In the book, Verria and Galdorisi offer what the release calls “irrefutable proof” of Friedman and Mendonsa as the black-and-white images. Using photographic, forensic and anthropological evidence, as well as facial recognition technology, Verria said the authors were able to set the record straight.
“I think they are national treasures,” said Verria, a Rhode Island high school teacher.
The purpose of the book is not only to set the record straight, he said, but also to give credit where credit is due.
“I think their story is absolutely amazing,” he said. “It’s the type of thing you can’t really make up.”

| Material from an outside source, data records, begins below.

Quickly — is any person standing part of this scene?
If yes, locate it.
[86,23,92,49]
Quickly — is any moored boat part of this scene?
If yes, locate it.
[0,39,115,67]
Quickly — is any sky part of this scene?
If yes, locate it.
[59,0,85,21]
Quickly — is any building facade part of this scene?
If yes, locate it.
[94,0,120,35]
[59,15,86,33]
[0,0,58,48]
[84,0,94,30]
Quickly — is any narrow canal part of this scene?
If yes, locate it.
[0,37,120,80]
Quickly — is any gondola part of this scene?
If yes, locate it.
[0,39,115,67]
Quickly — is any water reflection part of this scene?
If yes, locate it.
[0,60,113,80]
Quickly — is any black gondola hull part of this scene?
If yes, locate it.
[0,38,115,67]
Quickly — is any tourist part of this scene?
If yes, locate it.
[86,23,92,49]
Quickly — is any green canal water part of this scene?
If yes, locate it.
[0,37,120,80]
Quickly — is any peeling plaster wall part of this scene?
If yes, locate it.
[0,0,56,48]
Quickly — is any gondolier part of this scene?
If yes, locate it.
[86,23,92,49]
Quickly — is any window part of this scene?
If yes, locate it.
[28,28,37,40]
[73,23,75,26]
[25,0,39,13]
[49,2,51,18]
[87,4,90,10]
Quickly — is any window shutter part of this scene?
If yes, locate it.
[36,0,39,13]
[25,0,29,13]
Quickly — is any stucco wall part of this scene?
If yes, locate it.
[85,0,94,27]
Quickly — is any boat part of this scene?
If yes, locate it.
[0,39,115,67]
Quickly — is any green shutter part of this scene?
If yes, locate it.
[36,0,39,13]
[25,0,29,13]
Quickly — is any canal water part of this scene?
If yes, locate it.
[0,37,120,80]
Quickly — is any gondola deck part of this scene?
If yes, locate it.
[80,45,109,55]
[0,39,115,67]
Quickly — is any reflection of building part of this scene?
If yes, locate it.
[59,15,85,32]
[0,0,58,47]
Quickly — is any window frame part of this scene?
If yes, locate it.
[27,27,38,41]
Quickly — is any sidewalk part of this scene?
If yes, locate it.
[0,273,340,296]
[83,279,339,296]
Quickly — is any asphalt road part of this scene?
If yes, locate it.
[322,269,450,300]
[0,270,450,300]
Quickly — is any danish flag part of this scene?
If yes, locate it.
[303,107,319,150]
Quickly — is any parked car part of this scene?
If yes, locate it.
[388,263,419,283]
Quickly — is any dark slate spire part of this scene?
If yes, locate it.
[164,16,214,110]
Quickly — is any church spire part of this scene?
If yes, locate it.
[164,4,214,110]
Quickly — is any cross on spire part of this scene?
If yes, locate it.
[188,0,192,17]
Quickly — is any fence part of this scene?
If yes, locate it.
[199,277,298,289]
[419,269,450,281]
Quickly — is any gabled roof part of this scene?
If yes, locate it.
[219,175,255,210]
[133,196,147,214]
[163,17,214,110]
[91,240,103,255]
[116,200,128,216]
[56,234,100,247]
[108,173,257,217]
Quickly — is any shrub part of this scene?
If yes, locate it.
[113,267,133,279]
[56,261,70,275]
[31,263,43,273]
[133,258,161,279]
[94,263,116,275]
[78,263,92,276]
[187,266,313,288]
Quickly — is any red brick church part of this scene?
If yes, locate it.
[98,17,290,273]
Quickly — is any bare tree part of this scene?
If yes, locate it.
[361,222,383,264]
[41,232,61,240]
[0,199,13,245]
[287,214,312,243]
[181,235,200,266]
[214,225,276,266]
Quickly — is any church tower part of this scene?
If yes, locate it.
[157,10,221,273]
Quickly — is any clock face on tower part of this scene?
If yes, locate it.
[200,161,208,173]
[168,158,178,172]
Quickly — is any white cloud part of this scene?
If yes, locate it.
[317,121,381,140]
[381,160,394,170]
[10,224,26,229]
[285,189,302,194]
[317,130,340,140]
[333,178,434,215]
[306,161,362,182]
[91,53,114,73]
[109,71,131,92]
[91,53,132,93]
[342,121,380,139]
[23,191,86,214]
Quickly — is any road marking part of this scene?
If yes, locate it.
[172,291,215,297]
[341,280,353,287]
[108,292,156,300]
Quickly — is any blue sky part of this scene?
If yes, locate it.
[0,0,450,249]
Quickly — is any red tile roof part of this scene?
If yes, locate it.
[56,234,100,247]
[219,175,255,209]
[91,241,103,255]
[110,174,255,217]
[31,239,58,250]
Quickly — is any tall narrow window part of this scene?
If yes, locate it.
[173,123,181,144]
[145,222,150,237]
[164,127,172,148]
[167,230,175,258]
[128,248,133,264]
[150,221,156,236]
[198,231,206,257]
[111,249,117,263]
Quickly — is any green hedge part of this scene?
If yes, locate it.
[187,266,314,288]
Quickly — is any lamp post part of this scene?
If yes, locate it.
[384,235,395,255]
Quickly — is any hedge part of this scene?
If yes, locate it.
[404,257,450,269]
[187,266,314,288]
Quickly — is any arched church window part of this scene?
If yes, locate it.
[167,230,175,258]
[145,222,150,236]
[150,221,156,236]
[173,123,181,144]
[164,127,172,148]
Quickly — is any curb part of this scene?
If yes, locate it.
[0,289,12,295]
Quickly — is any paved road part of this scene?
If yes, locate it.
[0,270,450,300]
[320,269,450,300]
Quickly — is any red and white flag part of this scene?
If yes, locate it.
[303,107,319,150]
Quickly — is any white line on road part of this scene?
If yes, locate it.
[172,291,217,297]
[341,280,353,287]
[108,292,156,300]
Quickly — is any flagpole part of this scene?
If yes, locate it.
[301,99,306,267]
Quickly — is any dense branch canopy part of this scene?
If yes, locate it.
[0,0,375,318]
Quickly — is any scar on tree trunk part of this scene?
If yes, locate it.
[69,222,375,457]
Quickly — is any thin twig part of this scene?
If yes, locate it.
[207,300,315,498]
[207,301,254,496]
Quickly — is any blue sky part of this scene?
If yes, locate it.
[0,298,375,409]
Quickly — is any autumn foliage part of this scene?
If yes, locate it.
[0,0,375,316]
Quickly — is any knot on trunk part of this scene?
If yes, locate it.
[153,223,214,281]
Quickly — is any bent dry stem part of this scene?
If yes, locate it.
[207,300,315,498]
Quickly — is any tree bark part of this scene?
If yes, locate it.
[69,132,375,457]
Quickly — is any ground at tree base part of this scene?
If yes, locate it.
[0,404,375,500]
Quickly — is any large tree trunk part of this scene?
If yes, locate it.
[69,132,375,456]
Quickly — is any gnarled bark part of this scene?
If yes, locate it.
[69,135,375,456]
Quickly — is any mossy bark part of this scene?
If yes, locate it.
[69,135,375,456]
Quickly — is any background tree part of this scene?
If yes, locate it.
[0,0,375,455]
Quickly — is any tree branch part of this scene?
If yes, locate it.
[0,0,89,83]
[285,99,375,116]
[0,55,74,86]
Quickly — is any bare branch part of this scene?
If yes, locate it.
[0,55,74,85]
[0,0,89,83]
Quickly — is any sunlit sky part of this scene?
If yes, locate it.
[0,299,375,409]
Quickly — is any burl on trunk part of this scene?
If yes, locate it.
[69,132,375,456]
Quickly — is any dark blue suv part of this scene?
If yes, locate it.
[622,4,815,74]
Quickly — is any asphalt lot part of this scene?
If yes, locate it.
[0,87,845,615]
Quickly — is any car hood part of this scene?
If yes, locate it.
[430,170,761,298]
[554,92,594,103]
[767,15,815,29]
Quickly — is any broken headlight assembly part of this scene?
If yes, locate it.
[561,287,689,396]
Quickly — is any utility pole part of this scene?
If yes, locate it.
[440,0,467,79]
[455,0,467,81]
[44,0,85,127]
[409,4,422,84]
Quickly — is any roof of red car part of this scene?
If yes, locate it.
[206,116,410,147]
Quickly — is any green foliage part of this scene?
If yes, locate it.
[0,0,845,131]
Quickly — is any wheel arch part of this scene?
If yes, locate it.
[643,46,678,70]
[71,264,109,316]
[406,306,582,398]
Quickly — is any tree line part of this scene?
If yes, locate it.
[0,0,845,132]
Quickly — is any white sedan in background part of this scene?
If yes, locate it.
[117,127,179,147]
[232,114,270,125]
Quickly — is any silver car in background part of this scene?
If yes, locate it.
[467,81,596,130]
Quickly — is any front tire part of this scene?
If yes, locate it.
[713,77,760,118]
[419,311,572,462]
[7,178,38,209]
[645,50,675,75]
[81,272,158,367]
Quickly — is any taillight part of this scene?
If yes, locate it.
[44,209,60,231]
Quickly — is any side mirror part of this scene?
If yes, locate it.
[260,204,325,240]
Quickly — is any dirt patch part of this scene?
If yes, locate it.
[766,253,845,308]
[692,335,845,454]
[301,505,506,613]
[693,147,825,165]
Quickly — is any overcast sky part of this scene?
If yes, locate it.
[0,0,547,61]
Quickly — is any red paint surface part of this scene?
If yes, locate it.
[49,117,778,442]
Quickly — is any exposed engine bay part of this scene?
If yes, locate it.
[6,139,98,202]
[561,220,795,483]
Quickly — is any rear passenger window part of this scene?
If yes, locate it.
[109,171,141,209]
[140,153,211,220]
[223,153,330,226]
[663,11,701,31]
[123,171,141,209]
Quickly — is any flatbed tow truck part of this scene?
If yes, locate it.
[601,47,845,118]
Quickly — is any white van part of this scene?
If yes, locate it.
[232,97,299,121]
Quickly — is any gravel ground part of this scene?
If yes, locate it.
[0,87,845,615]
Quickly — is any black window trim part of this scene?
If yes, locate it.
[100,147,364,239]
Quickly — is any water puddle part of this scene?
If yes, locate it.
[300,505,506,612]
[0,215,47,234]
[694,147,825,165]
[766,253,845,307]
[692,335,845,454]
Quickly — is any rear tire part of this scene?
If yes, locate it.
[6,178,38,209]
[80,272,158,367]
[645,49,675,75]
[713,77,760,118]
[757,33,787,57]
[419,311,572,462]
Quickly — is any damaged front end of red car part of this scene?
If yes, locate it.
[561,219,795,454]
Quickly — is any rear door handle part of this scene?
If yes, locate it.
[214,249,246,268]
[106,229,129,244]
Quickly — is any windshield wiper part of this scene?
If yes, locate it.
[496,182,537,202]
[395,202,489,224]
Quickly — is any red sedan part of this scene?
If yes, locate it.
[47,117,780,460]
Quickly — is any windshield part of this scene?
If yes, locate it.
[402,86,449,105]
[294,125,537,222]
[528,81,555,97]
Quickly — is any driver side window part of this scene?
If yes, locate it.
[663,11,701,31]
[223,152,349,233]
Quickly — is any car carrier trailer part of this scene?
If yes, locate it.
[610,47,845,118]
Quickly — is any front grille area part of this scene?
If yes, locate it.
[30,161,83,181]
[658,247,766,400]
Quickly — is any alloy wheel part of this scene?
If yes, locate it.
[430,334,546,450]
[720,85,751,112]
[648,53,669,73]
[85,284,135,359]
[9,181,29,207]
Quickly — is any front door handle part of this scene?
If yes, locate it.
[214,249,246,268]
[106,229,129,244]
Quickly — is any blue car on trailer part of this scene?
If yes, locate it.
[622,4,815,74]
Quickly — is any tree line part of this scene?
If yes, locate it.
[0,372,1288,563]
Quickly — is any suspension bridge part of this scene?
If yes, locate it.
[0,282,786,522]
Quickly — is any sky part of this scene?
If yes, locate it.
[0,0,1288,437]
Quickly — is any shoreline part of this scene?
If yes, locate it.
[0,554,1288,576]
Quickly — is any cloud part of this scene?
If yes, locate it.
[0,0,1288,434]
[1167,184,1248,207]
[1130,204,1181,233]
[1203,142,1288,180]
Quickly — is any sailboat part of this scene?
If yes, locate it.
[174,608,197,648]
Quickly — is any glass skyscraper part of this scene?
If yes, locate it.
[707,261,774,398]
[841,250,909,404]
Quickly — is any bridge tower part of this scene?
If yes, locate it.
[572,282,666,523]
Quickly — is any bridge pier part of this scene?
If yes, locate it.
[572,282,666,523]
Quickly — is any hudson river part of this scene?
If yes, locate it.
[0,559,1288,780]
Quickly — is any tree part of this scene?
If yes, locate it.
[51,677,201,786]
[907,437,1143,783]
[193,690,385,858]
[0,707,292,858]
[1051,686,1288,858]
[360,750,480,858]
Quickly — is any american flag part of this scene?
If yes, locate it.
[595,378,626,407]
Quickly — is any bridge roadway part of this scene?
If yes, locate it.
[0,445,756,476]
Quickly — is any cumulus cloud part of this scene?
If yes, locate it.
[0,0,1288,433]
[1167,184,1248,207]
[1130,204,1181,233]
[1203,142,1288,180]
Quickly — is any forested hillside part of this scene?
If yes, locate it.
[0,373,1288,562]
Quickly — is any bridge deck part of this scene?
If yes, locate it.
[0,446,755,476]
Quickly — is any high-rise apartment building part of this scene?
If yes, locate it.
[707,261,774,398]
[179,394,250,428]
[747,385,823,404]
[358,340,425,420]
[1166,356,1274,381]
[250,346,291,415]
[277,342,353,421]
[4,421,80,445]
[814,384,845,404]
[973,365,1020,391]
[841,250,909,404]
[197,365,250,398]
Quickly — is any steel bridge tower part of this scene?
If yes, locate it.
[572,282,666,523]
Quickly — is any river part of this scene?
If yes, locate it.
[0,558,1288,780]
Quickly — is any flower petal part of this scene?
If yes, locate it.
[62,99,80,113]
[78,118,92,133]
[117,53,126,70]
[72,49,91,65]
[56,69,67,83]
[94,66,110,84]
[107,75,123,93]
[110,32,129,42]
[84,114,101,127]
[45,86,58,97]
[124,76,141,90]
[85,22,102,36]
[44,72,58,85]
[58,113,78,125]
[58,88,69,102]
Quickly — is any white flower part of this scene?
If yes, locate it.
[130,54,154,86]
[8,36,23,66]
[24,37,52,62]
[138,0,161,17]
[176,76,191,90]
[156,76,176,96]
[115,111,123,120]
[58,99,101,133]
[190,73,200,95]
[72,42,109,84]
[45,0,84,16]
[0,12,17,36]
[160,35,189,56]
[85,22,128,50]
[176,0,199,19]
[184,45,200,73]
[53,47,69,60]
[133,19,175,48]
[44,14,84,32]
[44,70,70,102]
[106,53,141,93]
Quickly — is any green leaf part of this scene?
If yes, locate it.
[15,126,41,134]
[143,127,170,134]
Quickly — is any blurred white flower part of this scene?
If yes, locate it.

Three and a half decades after Eisenstaedt captured the moment in Times Square, Friedman said she and Mendonsa were invited back to New York in 1980 for a photo shoot where it all began. Once again, she got a shock — this time from the photographer.
“He said he was sorry that he believed the wrong person,” she said.
Friedman keeps some copies of the original photo, but she generally remains mum about the experience.
“I don’t go around with a big pin on my chest,” she said.
Her no-longer anonymous kisser proudly talks about his time on the USS The Sullivans, a ship named for five brothers who died when the USS Juneau was sunk by a Japanese submarine in 1942.
Mendonsa chalks the photo up to fate.
“I feel as though it was almost meant to be,” he said, “that the sailor from The Sullivans winds up in the famous photo that’s known as the symbol for the end of World War II.”